Harvesting a small number of stem cells from a brain tissue sample is the first step towards neural stem cell therapy.
Zappe said, “You start with a single stem cell...and you create many many stem cells.”
Finally, for expansion in the cell culture, the microencapsulation process seals the adult neural stem cells.
Bakhru stated, “These cells are then harvested from microcapsules and genetically modified to produce [the enzyme] alginase (for delivery) and IDS (to treat the underlying problem) on demand, in response to administration of two chemical inducers.”
“The genetically engineered cells are then re-encapsulated for expansion and implantation into the brain,” Bakhru stated. The microcapsules are then implanted into the brain.
Normally many of the implanted stem cells would differentiate into scar tissue, or die, but the microcapsules protect the stem cells within the brain from exposure to inflamed tissue after surgery.
Patients will be given a chemical inducer in pill form after inflammation has passed. An enzyme called alginase is produced and secreted by the stem cells due to chemical stimulation.
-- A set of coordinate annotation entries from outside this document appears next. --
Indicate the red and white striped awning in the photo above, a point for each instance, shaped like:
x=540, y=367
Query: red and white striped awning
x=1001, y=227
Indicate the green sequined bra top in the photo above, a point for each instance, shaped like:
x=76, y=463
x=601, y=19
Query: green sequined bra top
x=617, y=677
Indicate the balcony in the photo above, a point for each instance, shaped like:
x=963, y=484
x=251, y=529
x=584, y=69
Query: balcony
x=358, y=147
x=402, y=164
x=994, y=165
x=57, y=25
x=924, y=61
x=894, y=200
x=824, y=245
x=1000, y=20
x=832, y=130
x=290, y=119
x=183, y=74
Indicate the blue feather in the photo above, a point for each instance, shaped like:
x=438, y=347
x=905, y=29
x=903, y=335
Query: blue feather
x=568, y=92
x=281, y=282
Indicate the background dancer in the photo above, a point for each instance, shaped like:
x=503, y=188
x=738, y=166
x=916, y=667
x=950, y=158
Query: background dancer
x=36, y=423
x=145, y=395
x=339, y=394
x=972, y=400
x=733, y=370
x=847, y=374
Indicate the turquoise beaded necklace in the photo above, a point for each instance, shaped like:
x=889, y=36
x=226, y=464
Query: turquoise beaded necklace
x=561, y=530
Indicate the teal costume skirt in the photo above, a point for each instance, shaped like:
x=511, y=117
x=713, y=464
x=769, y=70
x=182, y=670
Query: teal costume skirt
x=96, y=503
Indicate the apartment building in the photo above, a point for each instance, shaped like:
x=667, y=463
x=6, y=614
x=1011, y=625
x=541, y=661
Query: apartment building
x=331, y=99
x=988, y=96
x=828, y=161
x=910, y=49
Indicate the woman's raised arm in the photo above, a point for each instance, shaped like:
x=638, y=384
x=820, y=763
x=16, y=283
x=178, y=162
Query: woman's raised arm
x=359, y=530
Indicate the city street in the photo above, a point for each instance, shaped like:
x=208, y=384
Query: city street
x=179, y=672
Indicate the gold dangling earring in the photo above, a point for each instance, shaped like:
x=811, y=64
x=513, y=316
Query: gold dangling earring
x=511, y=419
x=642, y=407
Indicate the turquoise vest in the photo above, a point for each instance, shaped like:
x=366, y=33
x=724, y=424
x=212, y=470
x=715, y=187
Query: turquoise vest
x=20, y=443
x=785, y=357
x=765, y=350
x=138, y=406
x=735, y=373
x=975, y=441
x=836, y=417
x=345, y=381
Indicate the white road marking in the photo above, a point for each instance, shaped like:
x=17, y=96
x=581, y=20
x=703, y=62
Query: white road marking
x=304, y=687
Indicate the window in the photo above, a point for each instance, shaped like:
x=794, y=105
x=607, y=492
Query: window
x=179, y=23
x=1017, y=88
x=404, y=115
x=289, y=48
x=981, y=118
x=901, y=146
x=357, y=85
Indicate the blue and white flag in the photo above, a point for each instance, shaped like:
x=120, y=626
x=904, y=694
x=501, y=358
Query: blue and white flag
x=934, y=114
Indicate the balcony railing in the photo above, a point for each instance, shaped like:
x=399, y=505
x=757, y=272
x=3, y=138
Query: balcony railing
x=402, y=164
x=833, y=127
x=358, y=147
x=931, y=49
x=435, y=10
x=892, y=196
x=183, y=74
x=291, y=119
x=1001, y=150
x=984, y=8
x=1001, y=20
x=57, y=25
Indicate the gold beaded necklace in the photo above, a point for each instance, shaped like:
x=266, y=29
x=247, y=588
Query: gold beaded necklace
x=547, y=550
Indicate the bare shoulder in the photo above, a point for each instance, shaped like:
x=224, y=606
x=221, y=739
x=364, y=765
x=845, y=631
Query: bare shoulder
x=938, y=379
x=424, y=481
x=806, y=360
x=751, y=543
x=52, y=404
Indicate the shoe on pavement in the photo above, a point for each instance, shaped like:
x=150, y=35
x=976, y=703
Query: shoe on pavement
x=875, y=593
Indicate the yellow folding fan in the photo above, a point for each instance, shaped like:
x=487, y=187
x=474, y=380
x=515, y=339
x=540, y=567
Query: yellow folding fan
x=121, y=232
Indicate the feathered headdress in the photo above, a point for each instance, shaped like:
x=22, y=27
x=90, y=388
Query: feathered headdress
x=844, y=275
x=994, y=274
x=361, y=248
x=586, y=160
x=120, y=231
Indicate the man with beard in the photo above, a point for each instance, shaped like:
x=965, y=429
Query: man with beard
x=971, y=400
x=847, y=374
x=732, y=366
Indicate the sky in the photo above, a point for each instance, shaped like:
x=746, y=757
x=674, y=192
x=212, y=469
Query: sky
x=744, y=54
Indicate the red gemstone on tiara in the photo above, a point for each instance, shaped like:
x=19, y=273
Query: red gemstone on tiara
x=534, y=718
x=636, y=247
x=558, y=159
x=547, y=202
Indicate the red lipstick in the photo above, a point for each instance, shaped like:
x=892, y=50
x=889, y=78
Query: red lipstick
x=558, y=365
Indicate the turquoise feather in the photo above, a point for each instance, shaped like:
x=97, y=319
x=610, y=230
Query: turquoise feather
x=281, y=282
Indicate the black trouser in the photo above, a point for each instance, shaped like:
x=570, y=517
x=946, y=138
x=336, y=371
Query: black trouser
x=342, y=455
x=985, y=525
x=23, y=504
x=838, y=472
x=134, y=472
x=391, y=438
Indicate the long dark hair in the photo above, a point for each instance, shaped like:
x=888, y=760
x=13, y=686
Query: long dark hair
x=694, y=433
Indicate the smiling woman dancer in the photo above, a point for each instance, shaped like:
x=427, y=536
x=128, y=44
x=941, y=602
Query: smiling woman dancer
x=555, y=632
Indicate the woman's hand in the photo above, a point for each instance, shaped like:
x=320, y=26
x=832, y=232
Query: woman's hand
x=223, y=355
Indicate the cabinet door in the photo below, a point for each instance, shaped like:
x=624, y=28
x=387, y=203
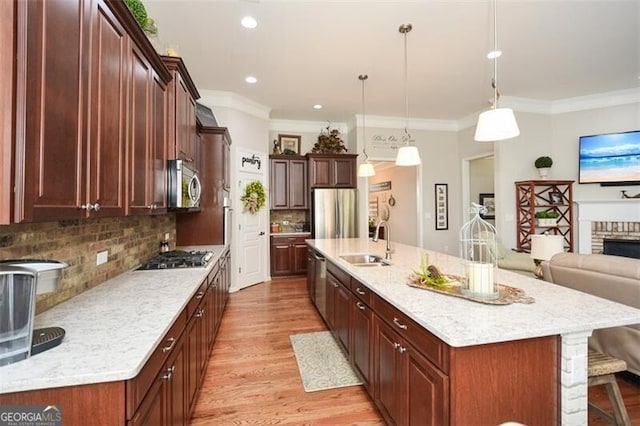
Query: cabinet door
x=280, y=257
x=176, y=377
x=158, y=145
x=298, y=187
x=320, y=172
x=344, y=172
x=427, y=401
x=342, y=314
x=279, y=180
x=107, y=130
x=139, y=156
x=389, y=373
x=53, y=71
x=361, y=341
x=153, y=408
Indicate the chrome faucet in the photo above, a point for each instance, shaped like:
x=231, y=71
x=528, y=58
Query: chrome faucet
x=389, y=250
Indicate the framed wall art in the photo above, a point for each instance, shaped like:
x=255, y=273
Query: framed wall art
x=442, y=206
x=289, y=142
x=489, y=203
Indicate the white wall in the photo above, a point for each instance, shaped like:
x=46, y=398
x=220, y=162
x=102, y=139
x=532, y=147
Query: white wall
x=402, y=216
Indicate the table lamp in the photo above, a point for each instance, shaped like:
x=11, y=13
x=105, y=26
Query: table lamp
x=543, y=247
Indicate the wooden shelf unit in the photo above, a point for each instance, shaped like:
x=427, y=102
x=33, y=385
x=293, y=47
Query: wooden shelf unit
x=536, y=195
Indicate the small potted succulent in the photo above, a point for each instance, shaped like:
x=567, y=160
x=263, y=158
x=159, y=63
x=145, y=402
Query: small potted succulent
x=547, y=218
x=543, y=164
The cells are freed when the alginase selectively breaks down the alginate in the microcapsule wall. The cells may then migrate into the surrounding tissue.
The cells secrete the needed enzyme IDS to be used by neighboring neural cells upon administration of a second inducer. This drug system is effective in cell culture as researchers have proven.
Animal models will be the next step to show the success of this therapy.
“We have made progress in vitro, but now will focus on demonstration of system efficacy in vivo in a mouse model of Hunter syndrome,” Bakhru stated.
Stem cells can be genetically modified to produce other proteins needed to treat a variety of genetic disorders of the central nervous system even though the current microcapsule delivery system is being developed to treat Hunter Syndrome.